No desenvolvimento dessa jornada, como na fase de validação da proposta junto ao mercado, espera-se também que a organização possua minimamente bem definidas suas políticas de Privacidade e Proteção de Dados, de Verificação de Fornecedores, de Segurança de Informação (inclusive de respostas à incidentes), de Recursos Humanos e Treinamentos.
Essa obrigações legais e também de mercado são mais relevantes quando o agente de tratamento terá como base legal o legítimo interesse ou quando os dados tratados forem sensíveis, já que o desenvolvimento de um relatório de impacto à proteção de dados pessoais5, nos termos do parágrafo 3º do art. 10 e 38 da LGPD, será provavelmente cobrado.
Feitas essas breves considerações sem qualquer pretensão de se esgotar o tema, tendo a privacidade e a proteção de dados pessoais assumido relevante papel na sociedade, respeitar esse direito fundamental se mostra primordial para que de fato o empreendedorismo inovador seja um vetor de desenvolvimento econômico, social e ambiental, conforme diretriz disposta no Marco Civil das Startups.
Espera-se que essa mudança cultural seja sedimentada com o passar do tempo, sendo certo que as startups que estiverem com olhar para esse fenômeno estarão em vantagem competitiva e certamente na mira de grandes e potenciais investidores.
1 Nos termos do art. 5, inc. X da LGPD, entende-se como tratamento de dados "toda operação realizada com dados pessoais, como as que se referem a coleta, produção, recepção, classificação, utilização, acesso, reprodução, transmissão, distribuição, processamento, arquivamento, armazenamento, eliminação, avaliação ou controle da informação, modificação, comunicação, transferência, difusão ou extração."
2 PLC 249/2020.
3 Para fins desse artigo startups são entendidas como sendo “organizações empresariais ou societárias, nascentes ou em operação recente, cuja atuação caracteriza-se pela inovação aplicada a modelo de negócios ou a produtos ou serviços ofertados, nos exatos termos do art. 4ª do Projeto de Lei Complementar nº 249/2020.
4 Rodada de investimento: qual a chance de uma startup ir do Series A ao Series E?

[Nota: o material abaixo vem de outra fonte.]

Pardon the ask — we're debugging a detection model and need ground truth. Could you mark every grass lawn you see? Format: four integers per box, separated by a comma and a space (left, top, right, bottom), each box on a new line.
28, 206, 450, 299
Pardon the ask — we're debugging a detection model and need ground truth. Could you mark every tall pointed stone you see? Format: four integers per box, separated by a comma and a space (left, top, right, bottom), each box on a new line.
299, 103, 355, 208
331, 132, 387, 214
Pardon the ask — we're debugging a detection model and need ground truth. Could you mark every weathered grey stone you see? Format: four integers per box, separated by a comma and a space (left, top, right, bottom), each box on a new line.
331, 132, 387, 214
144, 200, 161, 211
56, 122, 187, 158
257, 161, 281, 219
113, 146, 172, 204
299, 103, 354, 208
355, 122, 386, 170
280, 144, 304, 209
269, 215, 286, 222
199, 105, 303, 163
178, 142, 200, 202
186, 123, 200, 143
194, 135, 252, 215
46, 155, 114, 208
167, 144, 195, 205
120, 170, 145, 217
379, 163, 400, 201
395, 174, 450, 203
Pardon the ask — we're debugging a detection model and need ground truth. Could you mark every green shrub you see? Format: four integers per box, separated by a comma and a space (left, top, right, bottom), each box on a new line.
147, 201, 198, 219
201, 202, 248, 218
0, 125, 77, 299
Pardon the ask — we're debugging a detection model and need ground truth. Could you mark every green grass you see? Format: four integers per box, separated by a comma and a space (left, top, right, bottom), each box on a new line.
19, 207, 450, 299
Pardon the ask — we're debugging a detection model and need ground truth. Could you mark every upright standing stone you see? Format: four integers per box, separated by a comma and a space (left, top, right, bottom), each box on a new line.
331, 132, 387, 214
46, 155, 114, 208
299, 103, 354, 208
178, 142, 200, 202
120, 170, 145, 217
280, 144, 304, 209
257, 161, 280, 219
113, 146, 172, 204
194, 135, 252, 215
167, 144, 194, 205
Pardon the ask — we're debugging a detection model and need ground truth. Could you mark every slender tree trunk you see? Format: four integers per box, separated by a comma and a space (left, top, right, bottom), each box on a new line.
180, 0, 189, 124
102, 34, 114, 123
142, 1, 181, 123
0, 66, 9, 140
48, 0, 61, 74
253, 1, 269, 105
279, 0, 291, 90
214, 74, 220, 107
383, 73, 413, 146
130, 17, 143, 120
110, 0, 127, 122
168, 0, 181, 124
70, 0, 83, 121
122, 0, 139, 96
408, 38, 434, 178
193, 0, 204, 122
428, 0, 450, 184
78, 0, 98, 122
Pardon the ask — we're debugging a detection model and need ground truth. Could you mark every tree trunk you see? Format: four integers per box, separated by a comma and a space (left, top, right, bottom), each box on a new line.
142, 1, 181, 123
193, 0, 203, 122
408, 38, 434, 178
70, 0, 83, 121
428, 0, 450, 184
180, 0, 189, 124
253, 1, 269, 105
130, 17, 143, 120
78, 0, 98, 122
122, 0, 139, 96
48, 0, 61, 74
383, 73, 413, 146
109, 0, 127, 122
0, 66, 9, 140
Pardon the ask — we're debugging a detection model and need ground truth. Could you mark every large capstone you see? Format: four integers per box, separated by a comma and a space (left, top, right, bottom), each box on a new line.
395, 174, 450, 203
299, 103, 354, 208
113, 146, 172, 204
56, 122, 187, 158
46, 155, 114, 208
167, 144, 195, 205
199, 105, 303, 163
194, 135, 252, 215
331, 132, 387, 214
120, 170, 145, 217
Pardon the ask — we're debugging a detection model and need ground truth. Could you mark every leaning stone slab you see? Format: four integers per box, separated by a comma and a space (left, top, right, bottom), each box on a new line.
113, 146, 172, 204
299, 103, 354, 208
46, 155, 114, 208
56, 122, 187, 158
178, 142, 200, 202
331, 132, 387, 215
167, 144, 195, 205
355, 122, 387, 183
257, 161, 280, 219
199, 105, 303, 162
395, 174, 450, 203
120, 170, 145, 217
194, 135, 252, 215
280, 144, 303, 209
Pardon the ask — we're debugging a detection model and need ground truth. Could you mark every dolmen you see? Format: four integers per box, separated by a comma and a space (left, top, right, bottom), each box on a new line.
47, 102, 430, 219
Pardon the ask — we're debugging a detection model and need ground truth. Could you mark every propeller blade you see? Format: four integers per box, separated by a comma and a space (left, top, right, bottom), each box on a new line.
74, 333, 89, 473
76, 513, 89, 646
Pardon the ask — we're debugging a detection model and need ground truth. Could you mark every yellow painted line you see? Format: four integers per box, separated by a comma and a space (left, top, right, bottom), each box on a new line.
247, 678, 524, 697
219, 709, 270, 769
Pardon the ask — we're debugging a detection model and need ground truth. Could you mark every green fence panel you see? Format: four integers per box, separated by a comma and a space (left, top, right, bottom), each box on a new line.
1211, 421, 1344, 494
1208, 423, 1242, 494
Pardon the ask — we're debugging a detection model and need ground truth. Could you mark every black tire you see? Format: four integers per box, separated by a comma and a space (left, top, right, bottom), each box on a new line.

5 A LGPD define em seu artigo 5, inc. XVII o relatório de impacto à proteção de dados pessoais como sendo a "documentação do controlador que contém a descrição dos processos de tratamento de dados pessoais que podem gerar riscos às liberdades civis e aos direitos fundamentais, bem como medidas, salvaguardas e mecanismos de mitigação de risco." e deve conter, nos termos do parágrafo único do art. 38 da referida lei, "no mínimo, a descrição dos tipos de dados coletados, a metodologia utilizada para a coleta e para a garantia da segurança das informações e a análise do controlador com relação a medidas, salvaguardas e mecanismos de mitigação de risco adotados.